Suffering from Canals

【作者】 牛静岩

【导师】 赵旭东;

【作者基本信息】 中国农业大学 , 农村发展与管理, 2014, 博士

【副题名】河北与河南两村落间水纠纷的人类学研究

【摘要】 水与土都是农业社会的核心资源。由于土的固定性以及长在土里的庄稼无法移动,从事农业生产的人也被固定在土地之上,费孝通据此提出“乡土中国”的理论。而由水的流动性引发的是人与人之间的合作或者冲突,围绕水的利用可能形成一整套勾连国家与社会、历史与现在的社会文化关系。基于上述思考,本文采用人类学田野民族志的方法,对位于漳河上游流域、河北省与河南省交界的两个村落间的争水纠纷进行系统考察。文章的分析置于乡村社会的“平常—非常”这一框架下进行:在平常的日子里,西山村与东平村的人们通过通婚、市场活动以及宗教信仰生活等,形成多样的社会交往,村庄的边界隐于背后;在村落间由于争水而发生纠纷的“非常”的状态之下,村落的边界一方面向彼此闭合,一方面向国家力量开放。在此过程中,村落内部并非是同质的,政治精英的个人意愿与实践、政治精英之间以及政治精英与普通村民之间的互动都对国家力量进入乡村的方式形成影响。村落再次由“非常”回归到“平常”后,在非常状态下得以进入乡村的国家权力被村落政治精英以不同的方式进行转化与应对。村庄同时也面临着城镇化与现代化的冲击。文章的主要结论有:在西山村与东平村所处的漳河上游流域,在水渠尚未建设,漳河水无法用于农业灌溉之前,自然存在状态的河水并不是人们的争夺之物。在遭遇旱灾的年份,人们选择逃荒来应对这一无法依靠自身力量来解决的情况。当水被人利用,进入到人类社会之后,就具有了社会性,其中最为主要的就是围绕水的利用和开发,人与人之间会形成相应的关系。也就是在此基础上,“水利社会”的概念得以提出。西山村与东平村以及周围的村落,虽然具有“水利社会”的一些特征,却并未形成某种类型的“水利社会”:在大跃峰区和跃进渠先后建成之后,当地人的生计方式由雨养农业转变为灌溉农业,稻米被纳入到地方文化体系当中。
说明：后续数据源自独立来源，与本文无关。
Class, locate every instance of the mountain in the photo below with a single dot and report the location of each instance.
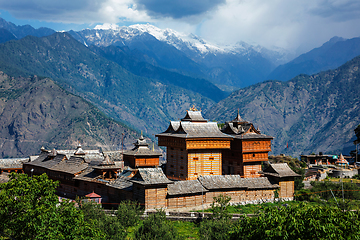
(143, 103)
(5, 35)
(25, 30)
(307, 113)
(330, 55)
(237, 66)
(36, 112)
当渠水成为稀缺资源时,两个村庄之间发生以村落为单位的械斗。但是这一地区的水利开发的历史从大跃进时期才开始,人们所信仰的水神龙王也不具有“治水”的象征意义,龙王是作为“自然之神”代表着当地人对风调雨顺的向往。最重要的是,地方性的水利管理组织体系并没有形成,区域内也不存在人们共同遵守的分水规则。两个村落之间发生的争水纠纷既不是发生在“水利社会”的范围之内促成地方性的分水秩序,也没有推动超越村落的联盟的形成,所以,两个村落之间发生的械斗并非是结构性的冲突,而是当地人为了呼唤国家力量对稀缺资源进行配置所采用的一种策略性冲突。当地人对国家力量的主动追求不等同于接受国家对于村落生活的彻底渗透,而是将国家力量作为一种能够实现自身需求、可以利用的“武器”,也就是在这个意义上,村落政治精英的个人实践对国家力量进入乡村的方式形成影响。而村落政治精英是否能够获得普通村民认可与尊敬,一个重要的判断标准是能否将国家力量“放置于”一个“合适”的位置,使其一方面能够解决村民生活遭遇的问题,一方面对村民按照自身意愿所安排的生活不形成打扰。当地水渠的修建始于大跃进时期,与国家对于乡村社会的全面治理几乎同时开始,事实上,水渠的建设本身也是国家治理的一项内容。水渠作为国家从上而下治理的产物,进入到乡村社会以后,当地并没有一套能够与之接轨的从下而上的内生秩序,不仅如此,两个村落之间长期维持的动态平衡还由于水渠所带来的影响被打破,村落之间争水纠纷频发。国家进一步对纠纷进行治理,成立专门机构对水渠的分水进行管理。但是中国社会特别是乡村社会中,与显规则(作为文本的制度)相比,真正发挥作用的往往的是“潜规则”。由于村落政治精英运用潜规则能力有所不同,他们在与分水机构进行互动时,达成的结果也有所不同,形成了新的不平衡。在此基础上,本研究提出了“治理性失衡”的概念。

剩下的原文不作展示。